Of course it doesn’t always work. Sometimes distance, time and other factors are too great of a gulf to span. Not every relationship is designed to survive a transition. Not all transitions are smooth and positive, and relationships can become casualties. These are the pitches that life delivers across the plate and again, we cannot let the fear of striking out prevent us from taking a swing.
And so, I find myself once again stepping up to the plate. After a dozen years in my current position circumstances have presented themselves where I have been invited to join another team. It was always going to take something very special with just the right lineup to lure me away from my current team. Low and behold those circumstances have emerged. I am over the moon excited about this next opportunity and as a veteran player I am stepping to plate with a little more confidence than the younger and less experienced version of myself once had.
I am also nervous about leaving my current team. I have invested a dozen years in this organization. I have made this community my home. My kids have graduated high school and college while we have been here. I am feverishly working in my final days to tee my successor up for a great at bat because it’s the right thing to do. I have no idea how big my shadow will loom. I would like to think that I have built up my organization and not a personal legacy. This was never about me, but I am also a pragmatic person and I have stepped into the CEO role and shadow following long serving and incredibly successful predecessors.
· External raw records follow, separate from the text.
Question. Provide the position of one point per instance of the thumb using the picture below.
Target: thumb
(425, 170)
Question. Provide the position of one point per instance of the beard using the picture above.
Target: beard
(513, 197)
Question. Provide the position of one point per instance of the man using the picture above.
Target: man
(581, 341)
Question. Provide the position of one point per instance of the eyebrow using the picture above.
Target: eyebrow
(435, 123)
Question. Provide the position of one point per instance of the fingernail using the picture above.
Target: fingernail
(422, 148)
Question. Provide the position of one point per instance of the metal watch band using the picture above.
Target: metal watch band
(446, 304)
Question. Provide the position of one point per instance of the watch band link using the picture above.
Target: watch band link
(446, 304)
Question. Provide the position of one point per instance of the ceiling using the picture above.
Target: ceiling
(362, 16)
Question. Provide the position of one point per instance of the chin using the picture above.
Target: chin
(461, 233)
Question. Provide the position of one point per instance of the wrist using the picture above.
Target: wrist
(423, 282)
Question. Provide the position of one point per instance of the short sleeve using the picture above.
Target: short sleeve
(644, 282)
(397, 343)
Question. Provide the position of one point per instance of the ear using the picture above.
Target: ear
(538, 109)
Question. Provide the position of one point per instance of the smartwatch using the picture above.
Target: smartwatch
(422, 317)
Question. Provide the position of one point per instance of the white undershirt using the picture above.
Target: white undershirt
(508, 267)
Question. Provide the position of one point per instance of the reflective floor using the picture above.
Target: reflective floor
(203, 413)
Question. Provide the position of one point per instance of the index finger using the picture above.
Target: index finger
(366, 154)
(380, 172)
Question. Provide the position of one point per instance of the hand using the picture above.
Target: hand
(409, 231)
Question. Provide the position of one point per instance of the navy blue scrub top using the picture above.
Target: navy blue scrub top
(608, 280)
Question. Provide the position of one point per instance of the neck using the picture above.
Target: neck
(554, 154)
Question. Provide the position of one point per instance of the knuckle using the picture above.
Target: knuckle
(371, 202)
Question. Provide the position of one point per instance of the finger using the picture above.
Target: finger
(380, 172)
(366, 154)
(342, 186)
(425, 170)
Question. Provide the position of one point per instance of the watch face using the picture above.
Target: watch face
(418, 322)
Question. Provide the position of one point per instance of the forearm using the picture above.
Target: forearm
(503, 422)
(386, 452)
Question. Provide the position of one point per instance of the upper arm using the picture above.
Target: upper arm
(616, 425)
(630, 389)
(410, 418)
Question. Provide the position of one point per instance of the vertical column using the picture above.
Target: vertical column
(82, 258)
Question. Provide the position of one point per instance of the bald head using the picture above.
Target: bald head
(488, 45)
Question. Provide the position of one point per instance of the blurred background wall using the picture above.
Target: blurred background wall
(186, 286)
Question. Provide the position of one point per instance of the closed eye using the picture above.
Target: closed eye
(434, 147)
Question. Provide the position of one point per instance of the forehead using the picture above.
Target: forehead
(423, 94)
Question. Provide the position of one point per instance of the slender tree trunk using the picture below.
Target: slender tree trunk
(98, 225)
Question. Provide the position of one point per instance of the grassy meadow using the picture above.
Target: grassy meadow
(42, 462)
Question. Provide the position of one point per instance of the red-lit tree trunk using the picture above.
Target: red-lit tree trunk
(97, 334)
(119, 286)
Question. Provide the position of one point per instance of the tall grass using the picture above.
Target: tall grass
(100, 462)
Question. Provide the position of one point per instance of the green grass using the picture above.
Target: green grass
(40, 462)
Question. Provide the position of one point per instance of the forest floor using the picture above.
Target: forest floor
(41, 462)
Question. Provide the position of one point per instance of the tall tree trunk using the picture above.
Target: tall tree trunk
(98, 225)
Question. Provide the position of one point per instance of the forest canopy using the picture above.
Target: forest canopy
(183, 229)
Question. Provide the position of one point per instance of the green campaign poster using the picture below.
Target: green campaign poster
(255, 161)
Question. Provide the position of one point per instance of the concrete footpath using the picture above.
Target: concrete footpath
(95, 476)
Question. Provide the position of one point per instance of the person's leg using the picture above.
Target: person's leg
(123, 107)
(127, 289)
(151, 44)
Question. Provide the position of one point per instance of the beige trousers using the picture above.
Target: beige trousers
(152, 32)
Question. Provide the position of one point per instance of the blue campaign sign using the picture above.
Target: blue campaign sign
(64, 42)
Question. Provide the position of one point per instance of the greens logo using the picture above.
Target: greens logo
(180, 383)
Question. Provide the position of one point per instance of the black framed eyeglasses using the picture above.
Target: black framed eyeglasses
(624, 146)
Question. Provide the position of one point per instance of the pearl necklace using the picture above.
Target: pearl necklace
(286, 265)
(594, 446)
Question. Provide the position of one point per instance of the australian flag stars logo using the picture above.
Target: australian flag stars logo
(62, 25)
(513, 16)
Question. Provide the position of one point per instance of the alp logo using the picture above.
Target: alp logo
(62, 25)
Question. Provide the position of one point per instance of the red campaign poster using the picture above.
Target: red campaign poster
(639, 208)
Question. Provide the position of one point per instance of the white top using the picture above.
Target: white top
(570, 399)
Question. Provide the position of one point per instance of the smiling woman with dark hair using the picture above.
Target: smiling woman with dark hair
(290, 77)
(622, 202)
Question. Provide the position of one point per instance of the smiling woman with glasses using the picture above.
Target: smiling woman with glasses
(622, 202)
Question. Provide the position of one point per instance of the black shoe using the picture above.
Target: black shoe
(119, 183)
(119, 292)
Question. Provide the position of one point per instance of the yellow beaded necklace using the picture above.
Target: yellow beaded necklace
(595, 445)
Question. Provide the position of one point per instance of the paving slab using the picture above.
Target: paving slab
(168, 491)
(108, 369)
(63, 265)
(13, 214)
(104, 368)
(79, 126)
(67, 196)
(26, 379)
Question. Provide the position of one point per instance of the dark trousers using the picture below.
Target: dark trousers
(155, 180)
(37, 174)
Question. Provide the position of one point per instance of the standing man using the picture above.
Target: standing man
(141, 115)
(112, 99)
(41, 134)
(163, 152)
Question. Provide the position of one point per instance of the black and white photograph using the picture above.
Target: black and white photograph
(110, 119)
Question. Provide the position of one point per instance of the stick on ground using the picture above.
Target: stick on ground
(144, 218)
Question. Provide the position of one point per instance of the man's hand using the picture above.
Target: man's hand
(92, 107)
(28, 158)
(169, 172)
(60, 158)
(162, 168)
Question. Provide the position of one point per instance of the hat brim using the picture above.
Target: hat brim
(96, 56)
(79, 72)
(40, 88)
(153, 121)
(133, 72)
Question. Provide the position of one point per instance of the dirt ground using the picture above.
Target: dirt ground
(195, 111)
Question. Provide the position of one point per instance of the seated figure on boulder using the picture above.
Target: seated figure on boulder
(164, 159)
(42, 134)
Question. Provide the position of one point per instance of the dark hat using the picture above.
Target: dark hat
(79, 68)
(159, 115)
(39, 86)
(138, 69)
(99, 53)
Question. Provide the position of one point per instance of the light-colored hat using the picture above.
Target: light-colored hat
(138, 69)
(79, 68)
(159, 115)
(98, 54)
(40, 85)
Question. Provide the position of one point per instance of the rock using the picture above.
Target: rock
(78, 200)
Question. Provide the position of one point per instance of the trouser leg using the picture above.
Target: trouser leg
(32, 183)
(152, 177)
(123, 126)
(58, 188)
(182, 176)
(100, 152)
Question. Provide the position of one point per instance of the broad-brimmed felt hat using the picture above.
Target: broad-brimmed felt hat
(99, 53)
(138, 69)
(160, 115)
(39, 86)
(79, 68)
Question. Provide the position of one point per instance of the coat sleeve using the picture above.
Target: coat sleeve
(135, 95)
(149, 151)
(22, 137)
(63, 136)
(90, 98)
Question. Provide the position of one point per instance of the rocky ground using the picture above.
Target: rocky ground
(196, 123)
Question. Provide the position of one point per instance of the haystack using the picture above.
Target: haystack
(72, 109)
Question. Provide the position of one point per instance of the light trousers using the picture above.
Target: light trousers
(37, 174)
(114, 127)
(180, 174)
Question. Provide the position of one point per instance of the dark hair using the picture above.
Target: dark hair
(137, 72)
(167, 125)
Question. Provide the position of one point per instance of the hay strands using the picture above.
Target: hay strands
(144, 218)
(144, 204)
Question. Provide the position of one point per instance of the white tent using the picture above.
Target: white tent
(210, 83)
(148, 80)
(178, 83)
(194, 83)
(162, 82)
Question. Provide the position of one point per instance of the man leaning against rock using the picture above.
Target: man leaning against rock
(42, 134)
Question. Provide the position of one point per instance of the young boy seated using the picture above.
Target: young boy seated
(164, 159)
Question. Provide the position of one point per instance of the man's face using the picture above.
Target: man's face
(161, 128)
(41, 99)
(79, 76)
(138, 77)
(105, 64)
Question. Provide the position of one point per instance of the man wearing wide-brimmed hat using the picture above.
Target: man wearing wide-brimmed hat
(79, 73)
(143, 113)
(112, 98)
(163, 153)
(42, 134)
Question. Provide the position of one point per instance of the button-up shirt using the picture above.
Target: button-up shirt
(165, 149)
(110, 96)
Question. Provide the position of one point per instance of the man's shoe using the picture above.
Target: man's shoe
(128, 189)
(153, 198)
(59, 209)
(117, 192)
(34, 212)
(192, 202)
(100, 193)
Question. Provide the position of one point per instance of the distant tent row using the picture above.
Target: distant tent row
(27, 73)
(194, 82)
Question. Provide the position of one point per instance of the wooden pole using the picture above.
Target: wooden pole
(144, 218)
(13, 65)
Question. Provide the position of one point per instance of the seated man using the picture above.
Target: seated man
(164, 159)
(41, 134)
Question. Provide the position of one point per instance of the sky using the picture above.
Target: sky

I understand that we each leave our mark on both the community and the organizations we lead. Pride wants me to think those marks are all positive. Hubris forces me to realize that’s highly unlikely. The point is, some members of this team will welcome a set of new ideas, new plays and a fresh start. Others will push back, resist change, and want to talk about the old glory days. I just have to trust that things will sort themselves out and the game will go on.
I am excited to see which of the relationships I have spent 12 years building take their next evolutionary step and which ones don’t. And I’m excited to meet the new roster of players, to find their rhythm, to learn their plays, and teach them some new tricks of my own. The umpire is calling me to the plate, and while there will always be some fear of striking out it will never stop me from taking a swing. Play ball!